10月31日、日銀による追加緩和が実施され、日経平均は7年ぶり1万7000円台を回復、2日で1200円の上昇と東証1部売買代金も5兆円を超えました。昨年4月の量的金融緩和実施時は3日で830円の上昇に留まり今回は大幅な上昇となっています。
 追加緩和の内容は日銀による長期国債買い入れをこれまでの年間50兆円から80兆円、株式ETFを年1兆円から3兆円、JREITリートを年300億円から900億円の3倍とそれぞれ大幅に増加しています。 今回市場は追加緩和のタイミングと規模において予想していないポジティブサプライズ(驚き)の反応を示しています。

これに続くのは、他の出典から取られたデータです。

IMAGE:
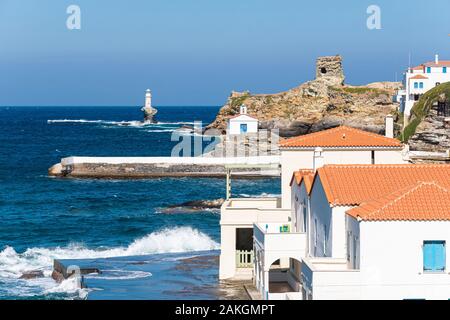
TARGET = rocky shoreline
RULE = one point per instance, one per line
(316, 105)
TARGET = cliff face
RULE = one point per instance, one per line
(429, 125)
(316, 105)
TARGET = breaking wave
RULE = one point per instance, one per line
(13, 265)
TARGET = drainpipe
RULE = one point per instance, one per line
(389, 126)
(318, 160)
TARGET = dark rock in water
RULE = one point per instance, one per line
(193, 206)
(200, 204)
(57, 276)
(32, 275)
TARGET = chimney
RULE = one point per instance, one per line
(389, 129)
(318, 161)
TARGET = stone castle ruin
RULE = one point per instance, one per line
(330, 70)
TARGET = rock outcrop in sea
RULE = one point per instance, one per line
(316, 105)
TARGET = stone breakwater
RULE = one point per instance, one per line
(154, 167)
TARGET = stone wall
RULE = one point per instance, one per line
(330, 69)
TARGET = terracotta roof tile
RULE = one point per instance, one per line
(350, 185)
(342, 136)
(419, 76)
(420, 202)
(442, 63)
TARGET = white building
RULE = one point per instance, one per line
(418, 80)
(361, 232)
(335, 146)
(242, 123)
(340, 145)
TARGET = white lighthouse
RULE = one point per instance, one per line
(148, 99)
(149, 111)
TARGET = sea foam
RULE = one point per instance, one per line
(169, 240)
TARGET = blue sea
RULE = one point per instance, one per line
(120, 225)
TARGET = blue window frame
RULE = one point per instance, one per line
(434, 256)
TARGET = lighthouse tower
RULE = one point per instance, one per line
(149, 111)
(148, 99)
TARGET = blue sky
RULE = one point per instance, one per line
(194, 52)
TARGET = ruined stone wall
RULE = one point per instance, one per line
(330, 69)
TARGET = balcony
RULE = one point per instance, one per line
(330, 278)
(246, 211)
(277, 240)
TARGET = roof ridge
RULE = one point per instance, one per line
(317, 133)
(408, 190)
(381, 165)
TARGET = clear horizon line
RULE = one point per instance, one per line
(106, 106)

 米国が10月29日に量的金融緩和終了を宣言した後だけに衝撃的でした。サプライズは世界にも波及し、NYダウ195ドル高と9月の最高値を更新し、欧州市場でも1%から2%の上昇、アジア株も軒並み高くなっています。為替も1ドル115円台を付け、その後、116円台まで上昇しています。
 日銀が追加緩和に踏み切った背景には、家計消費が9月まで6か月連続マイナス、消費の減退から機械受注や鉱工業生産指数の停滞、原油価格の大幅下落によるデフレ脱却に不都合なリスクなどがあります。ただし今回の実施で日銀は金融政策の重要なカードを使い切ったとの感があります。
 最近の金融商品の変化として、9月以前の世界的なリスクオン相場でも商品・新興国債券・ハイイールド債・小型株の4つの資産のパフォーマンスが既に低迷しており、これは世界的な流動性のトレンドの転換を予測していると思われます。特に商品の中で原油価格は2011年以来の安値まで下落、原因は世界的な需要の減退特に中国や欧州の景気低迷によるものです。
 ドル独歩高により割高感が出たドル建て原油価格を売る動きや生産国が自国通貨安で輸出価格を下げやすくなっていることにも要因があるようです。
 通貨ではドル高が進み、世界の他国通貨の下落を招いています。特にロシアやブラジルなど新興国通貨の下落が激しくなっています。これらの国は自国通貨安により輸入インフレが進み物価が上昇、それを抑制するため金利引き上げを繰り返した結果、景気低迷を余儀なくされるという悪循環に陥っています。今後も新興国経済の悪化が問題になってきます。それ以上に経済圏の大きな欧州や中国の景気低迷も更に大きな問題点になります。
 日本も4月の消費増税後に景気低迷しています。12月上旬に判断される予定の消費再増税は今回延期されるため、更なる景気悪化は回避されましたが、今後も消費増税の影響と円安による物価上昇が個人消費を低迷させます。
 今後の世界景気において米国経済だけが好調さを持続できても、それ以外の主要国の景気が低迷する中で一定の状況が保てるのか疑問が残ります。日本と欧州の金融緩和が更に拡大する中、米国は来年半ばにはいよいよ金利引き上げが実施されようとしています。その為、ドル高とユーロ円安が更に進むと思われます。米国は景気回復により、日欧は金融緩和により、今後も株価上昇のシナリオが推測できます。しかも米国大統領選挙の前年である来年2015年は過去の経験では株価上昇が起きやすいと云われています。
 1932年から2013年の各年を4つ(大統領選年・翌年・中間選挙年・大統領選挙前年)に分けると大統領選の前年16%、中間選挙年7%の上昇率が大きくなっています。
 ここで注意点として、来年以降、米国株の上昇が続いたとしても、日経平均は昨年や今年、新高値を更新してもその後の下落も大きく、米国株のように一本調子の上昇にはならないと思われます。6年間続いた世界的な金融緩和時の金融商品は、株式・債券・リート・商品全て時期は違っても上昇してきましたが、今後米国の金融引き締めにより金融商品の騰落が徐々に明確になってきます。
 来年半ばの米国の金利引き上げ前には債券関係の商品は処分しておく事が賢明です。金利コスト増にマイナスのリート関係の商品も2番目の処分の対象になります。残る株式がポイントになります。
 為替はドル高円安になる為にドル建て商品が良いと思われます。ただし1ドル120円台からの買い付けはやめた方が良いと思われます。しかも円安が更に進んでも、円安のメリットとデメリットの差が出て、輸出に強い製造業に対し輸入インフレによる原材料費のコスト増に悩まされる非製造業の株価騰落の明暗がくっきり出るため、銘柄の選択が大事になります。また相場の変動が今年以上に激しくなるため、売買タイミングも重要になります。
 今後もしっかり経済環境の変化を把握し、投資のパフォーマンスを上げてください。今後も十分にチャンスはあります。